(2017.7.13 Tablet サラ・マクドナルド)バチカンの前教理省長官、ミュラー枢機卿は先週、教皇フランシスコの使徒的勧告「Amoris Laetitia(家庭における)愛の喜び」をめぐる論争にウイーン大司教のシェーンボルン枢機卿らが‶介入〟したのは納得しがたい、と批判して物議をかもしている。
これに対して、13日、アイルランドで開かれた家族をテーマにしたシンポジウムに出席したシェーンボルン枢機卿が記者団の質問を受けて、「このような批判はまったく当を得ていない」と、ミュラー枢機卿をたしなめる発言をした。
ミュラー枢機卿は、Amoris Laetitiaで教皇が離婚・再婚者の聖体拝領を条件付きで現場の司祭の判断に委ねる方向を示唆したことに反発する4人の枢機卿が昨秋、教皇に判断基準を明確にするよう迫る非公開書簡を送り、回答がない、としてそれを公開したことを擁護。これに対して、シェーンボルン枢機卿ら教皇の判断を支持する枢機卿たちが、こうした行為は妥当性を欠くとの立場を示していた。
先週のミュラー枢機卿の批判発言はこれを受けたものだが、13日に会見したシェーンボルン枢機卿は「教皇に最も近い協力者であるべき枢機卿たちが、自分たちが教皇に送った書簡を公開したうえで、教皇に回答を迫り、圧力をかけようとしているのは、全く不都合な行為です」と改めて指摘したうえで、「もし教皇との会見を望むのなら、そうすればいいが、会見を求めたことを公けにはしないものです」とたしなめた。
また、Amoris Laetitiaをめぐる論争に関連して、「教会の教えによれば、正当な結婚は解消することができないし、教皇フランシスコがこの原則に疑問を持ったことは一度もありません。聖書、福音、イエスの教えだからです」としたうえで、「しかしながら、このように答えることが、私たちが日々の暮らしの中で対応すべき個々のケースや状況に対する答えになるわけではありません」と注意を促した。
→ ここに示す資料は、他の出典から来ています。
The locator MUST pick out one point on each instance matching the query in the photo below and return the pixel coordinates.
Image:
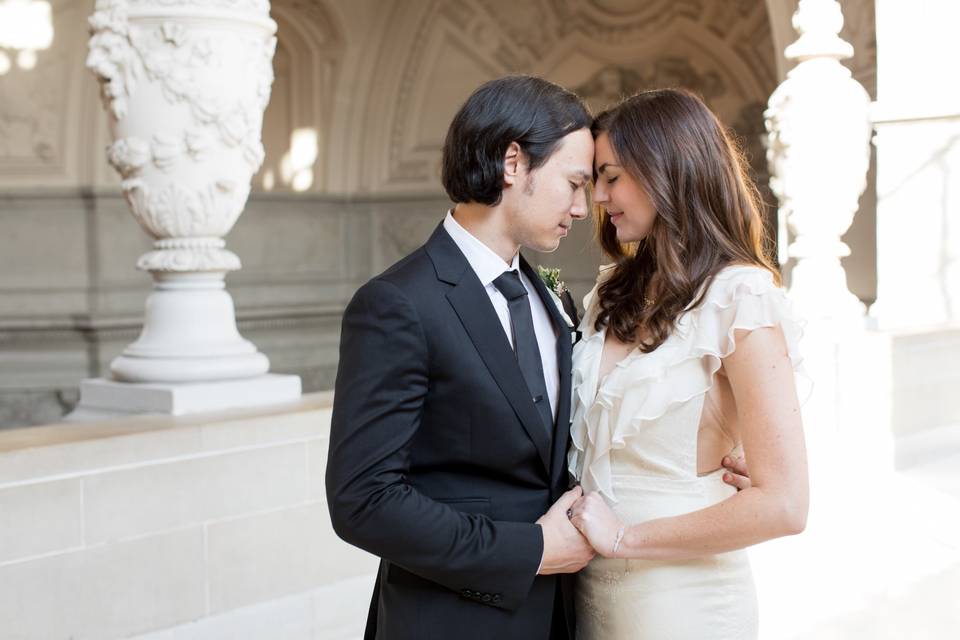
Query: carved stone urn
(185, 83)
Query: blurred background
(181, 496)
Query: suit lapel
(472, 305)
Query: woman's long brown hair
(707, 213)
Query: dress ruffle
(643, 387)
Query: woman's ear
(513, 164)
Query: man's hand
(597, 521)
(737, 474)
(564, 549)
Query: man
(452, 403)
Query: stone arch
(309, 50)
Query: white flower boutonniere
(551, 278)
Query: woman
(688, 356)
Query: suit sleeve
(382, 382)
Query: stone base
(102, 398)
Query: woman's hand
(597, 522)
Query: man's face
(550, 197)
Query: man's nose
(579, 208)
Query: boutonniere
(551, 278)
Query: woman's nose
(599, 193)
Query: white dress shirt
(489, 266)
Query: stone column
(819, 152)
(185, 84)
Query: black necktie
(525, 342)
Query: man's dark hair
(531, 111)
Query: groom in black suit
(452, 406)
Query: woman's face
(627, 204)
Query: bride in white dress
(688, 356)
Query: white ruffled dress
(634, 439)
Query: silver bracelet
(616, 544)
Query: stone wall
(363, 94)
(162, 528)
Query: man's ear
(514, 162)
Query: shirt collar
(485, 262)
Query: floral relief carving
(198, 85)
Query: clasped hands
(578, 526)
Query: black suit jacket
(439, 462)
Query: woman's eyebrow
(604, 166)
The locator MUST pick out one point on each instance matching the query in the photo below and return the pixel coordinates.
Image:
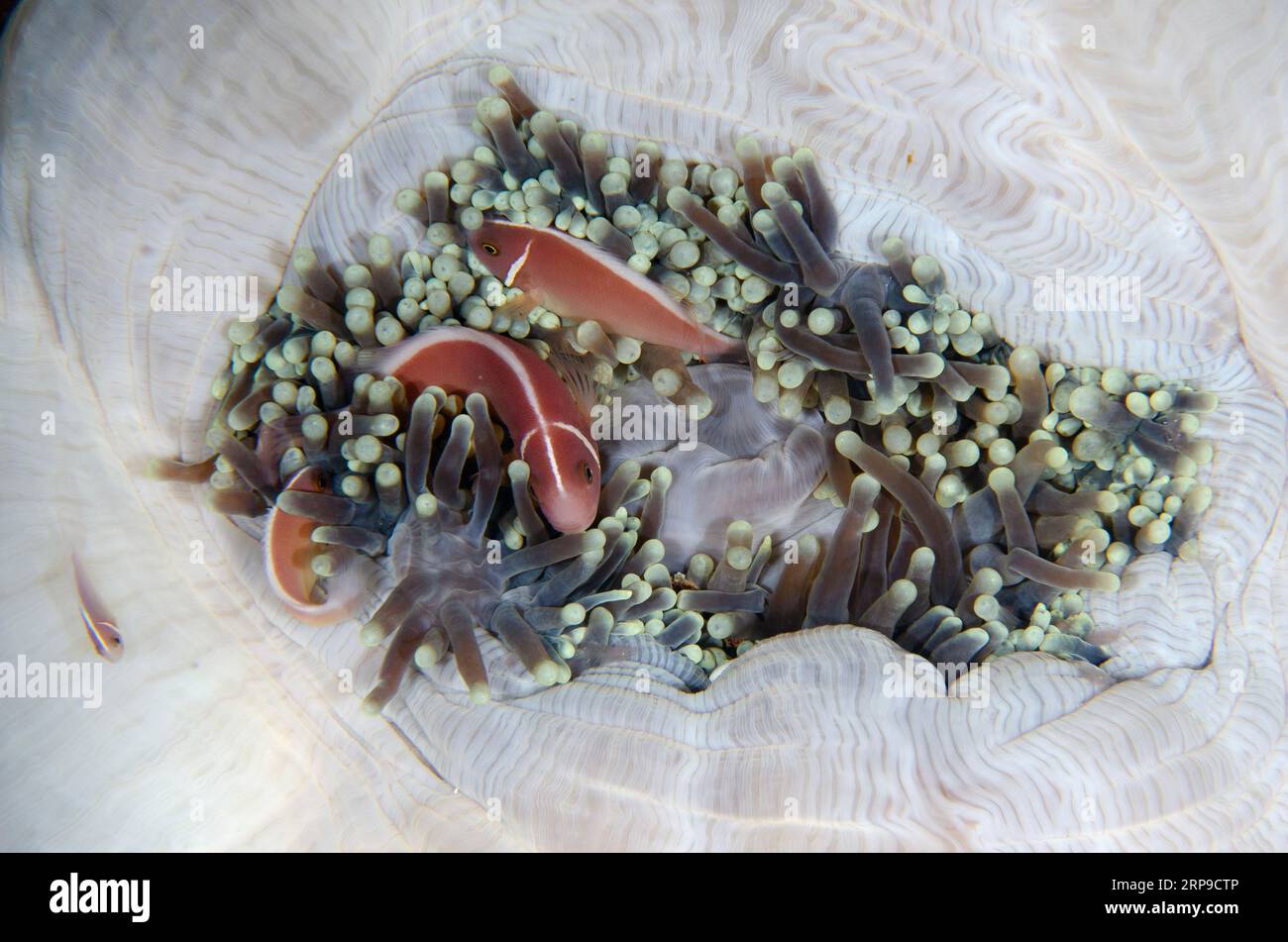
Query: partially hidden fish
(578, 279)
(101, 629)
(550, 429)
(288, 549)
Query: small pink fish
(578, 279)
(102, 632)
(540, 412)
(288, 550)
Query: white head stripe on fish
(518, 265)
(576, 431)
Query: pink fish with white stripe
(549, 427)
(580, 280)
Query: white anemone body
(1133, 141)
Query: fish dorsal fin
(578, 374)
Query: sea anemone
(1172, 741)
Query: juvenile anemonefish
(102, 632)
(578, 279)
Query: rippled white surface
(223, 727)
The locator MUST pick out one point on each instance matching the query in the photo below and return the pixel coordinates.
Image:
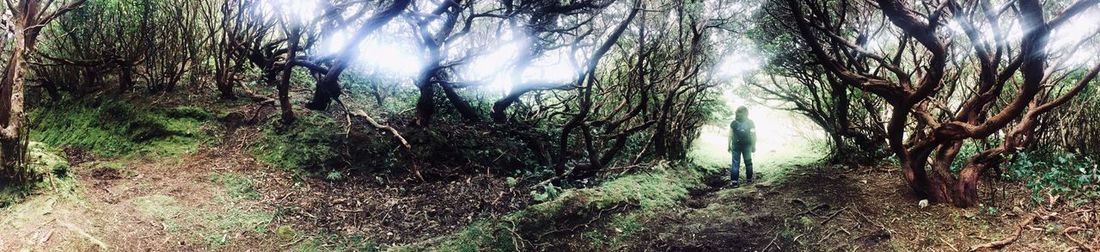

そして、「現実の問題に対応するとき、私たちは識別をする必要がある、と教皇は明言してされ、『私たちは慎重・分別という徳をもって、現実をはっきりと見つめ、判断しなければならない』と言っておられます」と教皇の意向を説明した。
枢機卿はまた、教皇ヨハネ・パウロ2世の使徒的勧告「家庭-愛といのちの絆」を取り上げ、「ここにも『結婚と家族について、‶羊飼い〟はさまざまな異なる状況に対応した識別をしなければならならない』と記されています」と強調した。
さらに、Amoris Laetitiaの解釈をめぐる教会内部の対立にも触れ、この使徒的勧告の内容について、厳格な解釈をしようとする人々、曖昧な立場をとる人々、いずれも好ましくない、とし、「識別をもって対応することは、簡単でも容易でもありませんが、実りあるものにするために必要なことです」と強調した。
具体的な質問として、記者団から「終末期にある赤ちゃんへの対応」を聞かれた枢機卿は「英国の法律にコメントすることはできませんが、このケースでは考慮されなければならない原則は二つあります。一つは、すべての人の命は守られるべきであり、できるかぎり助けられなければならないこと。もう一つは、カトリック教会の教えの中に含まれますが、どの医者も思い切った治療や過剰な、あるいは異例の治療をする義務はないこと、です」としたうえで、「これは慎重にすべき重要な判断です。どれが過剰な治療になるのか、どれが命を守るという神聖な義務に従うことになるのか、判断はとても難しい」と率直に述べた。
また、過剰な治療が受け入れられなくなる時期について判断は、「ケースバイケースを基本として決定すべきでしょう」とし、ヨハネ・パウロ2世ご自身が「ある瞬間に生命維持装置を止め、この世を去る時が来る」と語られたことを明らかにし、「教皇は自然に従うことで、自分自身で決意することができたのです」と説明。その一方で、「判断を急ぐべきではありません。『思い切った治療』の識別は慎重にすべきです。慎重な識別のために一つひとつの要件を注意深く吟味しなければならない」と強調した。